We have to define a hypothesis function that would calculate our hypothesis based on $x$

In [4]:
def hypothesis_theta(training_x, theta):
    # @ is the dot product, meaning multiplying each corresponding element in the array, and sum up the products
    return training_x @ theta

# this is 1 * 0 + 2 * 0
current_hypothesis = hypothesis_theta(training_x, theta)
current_hypothesis

0

In [5]:
def cost(hypothesis, training_y):
    return (hypothesis - training_y) ** 2 / 2
current_cost = cost(current_hypothesis, training_y)
current_cost

4.5

Slope is tricky.  There are actually two slopes (in this example), one for $\theta_0$ and another for $\theta_1$.  The derivation in this one is a bit more complicated, so we won't talk about it in detail.

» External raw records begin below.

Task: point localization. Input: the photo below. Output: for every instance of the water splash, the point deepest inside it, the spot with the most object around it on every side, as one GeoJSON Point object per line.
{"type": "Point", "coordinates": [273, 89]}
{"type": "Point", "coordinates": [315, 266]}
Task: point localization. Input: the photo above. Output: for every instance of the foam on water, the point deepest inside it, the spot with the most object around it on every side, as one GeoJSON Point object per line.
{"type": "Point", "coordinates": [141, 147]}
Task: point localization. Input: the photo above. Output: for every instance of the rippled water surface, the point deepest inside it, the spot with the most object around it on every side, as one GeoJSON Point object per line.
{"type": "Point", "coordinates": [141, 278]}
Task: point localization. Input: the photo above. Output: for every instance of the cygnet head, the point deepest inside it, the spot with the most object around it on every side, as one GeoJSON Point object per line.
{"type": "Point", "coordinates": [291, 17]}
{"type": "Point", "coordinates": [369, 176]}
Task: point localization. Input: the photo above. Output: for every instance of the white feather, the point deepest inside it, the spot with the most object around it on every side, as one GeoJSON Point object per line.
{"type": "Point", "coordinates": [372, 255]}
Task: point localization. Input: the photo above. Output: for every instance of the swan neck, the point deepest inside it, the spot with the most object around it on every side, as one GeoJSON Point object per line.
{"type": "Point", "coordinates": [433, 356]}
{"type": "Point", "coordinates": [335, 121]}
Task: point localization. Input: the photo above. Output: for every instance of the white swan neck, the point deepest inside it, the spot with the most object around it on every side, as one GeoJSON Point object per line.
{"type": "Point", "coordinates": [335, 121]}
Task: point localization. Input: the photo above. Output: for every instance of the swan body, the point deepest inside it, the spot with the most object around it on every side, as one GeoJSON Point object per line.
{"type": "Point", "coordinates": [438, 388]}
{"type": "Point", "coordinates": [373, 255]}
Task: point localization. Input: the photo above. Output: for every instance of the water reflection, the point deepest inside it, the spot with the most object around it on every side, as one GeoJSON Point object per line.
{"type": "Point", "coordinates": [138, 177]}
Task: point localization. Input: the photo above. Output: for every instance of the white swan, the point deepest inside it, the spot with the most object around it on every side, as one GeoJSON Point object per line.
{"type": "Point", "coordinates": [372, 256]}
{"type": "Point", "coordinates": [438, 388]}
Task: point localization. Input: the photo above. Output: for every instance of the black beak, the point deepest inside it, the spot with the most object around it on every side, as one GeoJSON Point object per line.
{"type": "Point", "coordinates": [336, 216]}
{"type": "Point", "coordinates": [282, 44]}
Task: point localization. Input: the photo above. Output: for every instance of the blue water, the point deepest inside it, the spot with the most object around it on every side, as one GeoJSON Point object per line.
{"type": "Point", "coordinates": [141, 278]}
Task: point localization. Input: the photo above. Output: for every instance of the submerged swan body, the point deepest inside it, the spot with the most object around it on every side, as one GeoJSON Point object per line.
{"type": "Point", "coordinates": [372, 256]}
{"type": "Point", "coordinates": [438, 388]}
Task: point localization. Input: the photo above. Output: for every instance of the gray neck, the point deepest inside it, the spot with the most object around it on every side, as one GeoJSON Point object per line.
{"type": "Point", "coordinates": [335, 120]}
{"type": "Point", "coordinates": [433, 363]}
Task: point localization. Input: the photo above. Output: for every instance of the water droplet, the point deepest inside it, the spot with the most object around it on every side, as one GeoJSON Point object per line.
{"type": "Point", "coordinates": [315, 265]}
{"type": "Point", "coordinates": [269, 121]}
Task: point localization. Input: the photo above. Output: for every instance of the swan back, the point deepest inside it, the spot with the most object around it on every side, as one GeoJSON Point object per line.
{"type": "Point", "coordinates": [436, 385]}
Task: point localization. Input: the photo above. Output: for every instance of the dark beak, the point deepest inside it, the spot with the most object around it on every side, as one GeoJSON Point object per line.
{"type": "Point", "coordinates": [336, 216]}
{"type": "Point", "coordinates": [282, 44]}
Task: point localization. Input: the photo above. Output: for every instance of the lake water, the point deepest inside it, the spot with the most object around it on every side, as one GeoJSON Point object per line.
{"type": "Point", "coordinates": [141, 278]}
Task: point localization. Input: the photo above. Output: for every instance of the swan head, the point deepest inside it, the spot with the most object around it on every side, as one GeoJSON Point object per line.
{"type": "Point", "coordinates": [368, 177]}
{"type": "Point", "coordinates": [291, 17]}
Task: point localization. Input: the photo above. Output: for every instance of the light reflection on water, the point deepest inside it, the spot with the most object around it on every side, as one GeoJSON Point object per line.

For $\theta_0$, the slope is $(h_\theta(x) - y)x_0$

For $\theta_1$, the slope is $(h_\theta(x) - y)x_1$

Kind of make sense if we look at the slope for $\theta_0$: since $x_0$ is always 1, the slope is $(h_\theta(x) - y)$, which is what we had in our previous example.

In [6]:
def slope(hypothesis, training_y, training_x):
    return (hypothesis - training_y) * training_x

# theta0 = (0 - 3) * 1
# theta1 = (0 - 3) * 2
slope(current_hypothesis, training_y, training_x)

array([-3, -6])

In [7]:
def gradient_descent(theta, hypothesis, training_y, learning_rate_alpha):
    return theta - learning_rate_alpha * slope(hypothesis, training_y, training_x)
gradient_descent(theta, current_hypothesis, training_y, 0.1)

array([0.3, 0.6])

And we see our $\theta$ slowly increasing.  Our linear regression is now complicated enough that we can't immediately tell if our result is correct.  But let's go ahead and complete the regression:

In [8]:
def find_minimum():
    theta = np.array([0, 0])
    iteration = 0
    acceptable_slope = 0.00005
    learning_rate_alpha = 0.1
    current_hypothesis = hypothesis_theta(training_x, theta)
    current_slope = slope(current_hypothesis, training_y, training_x)
    current_cost = 0
    while abs(np.average(current_slope)) > acceptable_slope and iteration < 100:
        current_hypothesis = hypothesis_theta(training_x, theta)
        current_cost = cost(current_hypothesis, training_y)
        current_slope = slope(current_hypothesis, training_y, training_x)
        theta = gradient_descent(theta, current_hypothesis, training_y, learning_rate_alpha)
        print((theta, current_hypothesis, current_slope, current_cost))
        iteration += 1
    return (theta, current_hypothesis, current_slope, current_cost)

In [9]:
find_minimum()

(array([0.3, 0.6]), 0, array([-3, -6]), 4.5)
(array([0.45, 0.9 ]), 1.5000000000000002, array([-1.5, -3. ]), 1.1249999999999998)
(array([0.525, 1.05 ]), 2.2500000000000004, array([-0.75, -1.5 ]), 0.28124999999999967)
(array([0.5625, 1.125 ]), 2.625, array([-0.375, -0.75 ]), 0.0703125)
(array([0.58125, 1.1625 ]), 2.8125, array([-0.1875, -0.375 ]), 0.017578125)
(array([0.590625, 1.18125 ]), 2.90625, array([-0.09375, -0.1875 ]), 0.00439453125)
(array([0.5953125, 1.190625 ]), 2.9531250000000004, array([-0.046875, -0.09375 ]), 0.0010986328124999792)
(array([0.59765625, 1.1953125 ]), 2.9765625, array([-0.0234375, -0.046875 ]), 0.000274658203125)
(array([0.59882813, 1.19765625]), 2.98828125, array([-0.01171875, -0.0234375 ]), 6.866455078125e-05)
(array([0.59941406, 1.19882813]), 2.994140625, array([-0.00585938, -0.01171875]), 1.71661376953125e-05)
(array([0.59970703, 1.19941406]), 2.9970703125000004, array([-0.00292969, -0.00585937]), 4.291534423826824e-06)
(array([0.59985352, 1.19970703]), 2.

(array([0.59999771, 1.19999542]),
 2.9999771118164062,
 array([-2.28881836e-05, -4.57763672e-05]),
 2.6193447411060333e-10)

We can go verify to see if the result is correct.  It may not be what we were expecting, but since we only have one data point, there are multiple possible results.